The anti-corruption, pro-European revolution in Ukraine was presented as an American plot against Russia. Following the annexation of Crimea in March 2014, those who opposed the regime were labelled the “fifth column” and “national traitors.”

Then came war in Ukraine -- aggression by proxy or, last fall, by uniformed Russian troops.

The daily poisoning of  Russian hearts and minds  on state-controlled national television is now beginning to surpass even  Soviet totalitarianism. Western democracies are portrayed as Russia’s mortal enemies, who seek to undermine Moscow’s sovereignty and enslave its people.

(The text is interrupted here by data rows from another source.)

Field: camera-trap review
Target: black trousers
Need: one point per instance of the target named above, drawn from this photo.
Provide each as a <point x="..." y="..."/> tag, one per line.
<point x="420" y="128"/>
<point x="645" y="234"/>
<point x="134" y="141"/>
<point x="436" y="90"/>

This Stalinist-style propaganda is designed to justify the Kremlin’s aggression against Ukraine, excuse increasing domestic repression, explain away mounting economic hardships  and-- most troubling—perhaps prepare the country for possible aggression against other neighbors.

Both in his end-of-year press-conference and in his New Year’s message to the nation, Putin  fixed the propaganda pitch to the highest point:

“We are defending our independence, our sovereignty and our right to exist,”  he declared. “We need to accomplish, to realize all that we planned – for ourselves, for the sake of our children, and for the sake of Russia.”

After this, can anyone expect the Russian commander-in-chief to go wobbly on foreign enemies or to abandon ethnic “brethren” fighting  against an allegedly genocidal  “Nazi junta”—  known to the rest of the world as the elected government in Kiev?

U.S. and European diplomats keep talking about providing Russia with an “off ramp.” Judging by Putin’s rhetoric, there is no ramp high enough for the task.

So long as Putin sticks with the anti-reform choice, escalation appears to be his only tactic for staying in and consolidating power.

This choice preceded the drop in oil prices and Western sanctions – and it will outlive them as well. The West should expect no magic turn-around and prepare to confront but also engage with this Russia over the long haul.